The forest was dry, the air sultry, the clatter of grasshoppers incessant. A lightning bolt, swift and thunderless, carved the sky. As Fabian strained his eyes to fill in the contours of the night, another flash of lightning revealed Alexandra, standing near him.
“I promise better than any woman in the world,” she said, “and they want to follow through on what I promise.”
They were close to th
eir house now, about to pass his VanHome. As if she were leaving a mark in ghostly dust, Alexandra drew one finger across its surface.
“Can I see the inside?” she asked.
Fabian looked at the mesh of shadows on her face and bare shoulders. “Could it wait for another time?” he asked, confessing the impotence of reason.
“It could. But should you?”
He entered the cab of the VanHome and turned on the lights in the lounge. She stepped in behind him.
“So this is where you hide out?” She looked around the lounge, then peeked up at the alcove.
“This is where I live and work,” Fabian said.
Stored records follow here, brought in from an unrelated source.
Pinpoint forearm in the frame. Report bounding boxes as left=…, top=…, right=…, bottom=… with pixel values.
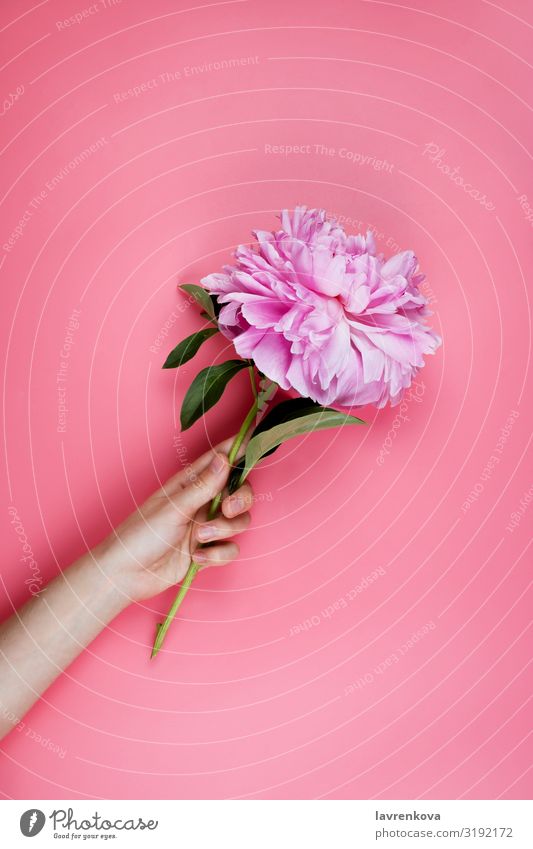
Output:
left=0, top=554, right=127, bottom=737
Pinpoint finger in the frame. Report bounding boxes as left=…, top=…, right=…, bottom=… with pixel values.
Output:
left=156, top=436, right=235, bottom=496
left=222, top=483, right=254, bottom=519
left=177, top=452, right=229, bottom=519
left=195, top=513, right=251, bottom=542
left=193, top=542, right=239, bottom=569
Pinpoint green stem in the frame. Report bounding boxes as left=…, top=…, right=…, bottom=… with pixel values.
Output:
left=152, top=380, right=259, bottom=658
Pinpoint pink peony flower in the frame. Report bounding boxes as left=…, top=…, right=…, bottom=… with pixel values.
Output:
left=201, top=206, right=441, bottom=407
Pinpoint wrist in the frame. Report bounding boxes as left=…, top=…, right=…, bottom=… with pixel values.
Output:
left=71, top=546, right=132, bottom=622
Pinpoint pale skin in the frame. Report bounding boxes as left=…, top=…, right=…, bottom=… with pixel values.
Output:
left=0, top=440, right=253, bottom=738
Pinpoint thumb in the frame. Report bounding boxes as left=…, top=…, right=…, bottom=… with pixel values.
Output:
left=179, top=453, right=229, bottom=519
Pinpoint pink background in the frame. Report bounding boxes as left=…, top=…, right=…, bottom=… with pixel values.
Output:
left=0, top=0, right=533, bottom=798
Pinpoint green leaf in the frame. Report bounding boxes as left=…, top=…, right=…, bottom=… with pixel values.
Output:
left=238, top=398, right=365, bottom=485
left=180, top=283, right=218, bottom=324
left=181, top=360, right=248, bottom=430
left=163, top=327, right=218, bottom=368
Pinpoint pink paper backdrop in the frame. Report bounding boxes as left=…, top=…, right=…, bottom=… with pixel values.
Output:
left=0, top=0, right=533, bottom=798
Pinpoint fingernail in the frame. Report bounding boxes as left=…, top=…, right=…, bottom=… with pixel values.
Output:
left=196, top=525, right=217, bottom=540
left=193, top=551, right=207, bottom=563
left=209, top=454, right=226, bottom=475
left=230, top=495, right=244, bottom=513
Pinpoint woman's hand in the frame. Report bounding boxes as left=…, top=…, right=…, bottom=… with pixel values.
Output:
left=0, top=440, right=252, bottom=737
left=93, top=439, right=253, bottom=601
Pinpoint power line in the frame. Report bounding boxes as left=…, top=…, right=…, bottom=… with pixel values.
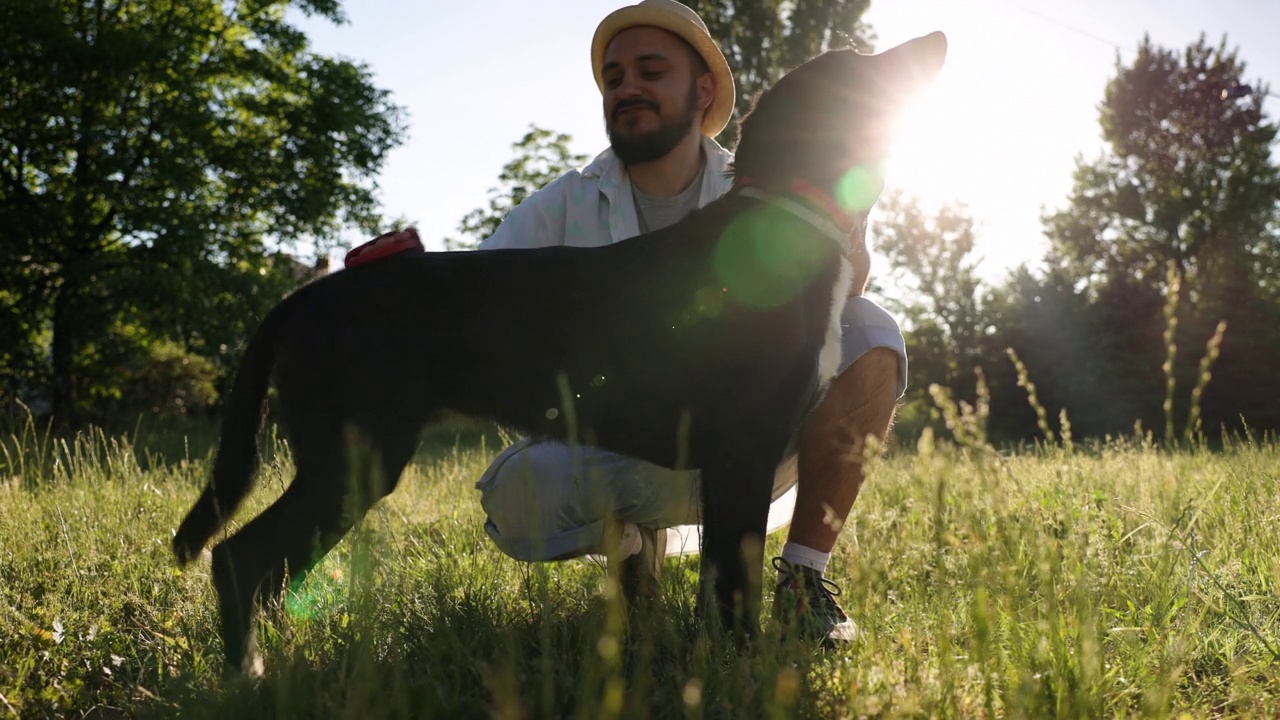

Alexandra asked for red wine. Relieved to be able to conceal his anxiety, Fabian went to the wine rack, where he pulled out the last bottle and uncorked it, pouring her a glass. She sipped the wine slowly. Her eyes rested briefly on a boxed collection of Fabian’s polo books, but she did not reach out to touch them. She was amused by the writing chair he had made by setting a polo saddle on a wooden tripod. Lifting the hem of her evening dress, she slid astride the saddle; the movement pushed her dress up, above her thighs. She leaned back, and her mane of copper-colored hair, trembling with a sheen of light, rippled in waves over her neck and shoulders. In her shimmering dress, straddling the chair, the head of the saddle between her exposed thighs, her feet nude in their high-heeled sandals, leather straps binding her ankles, she tantalized.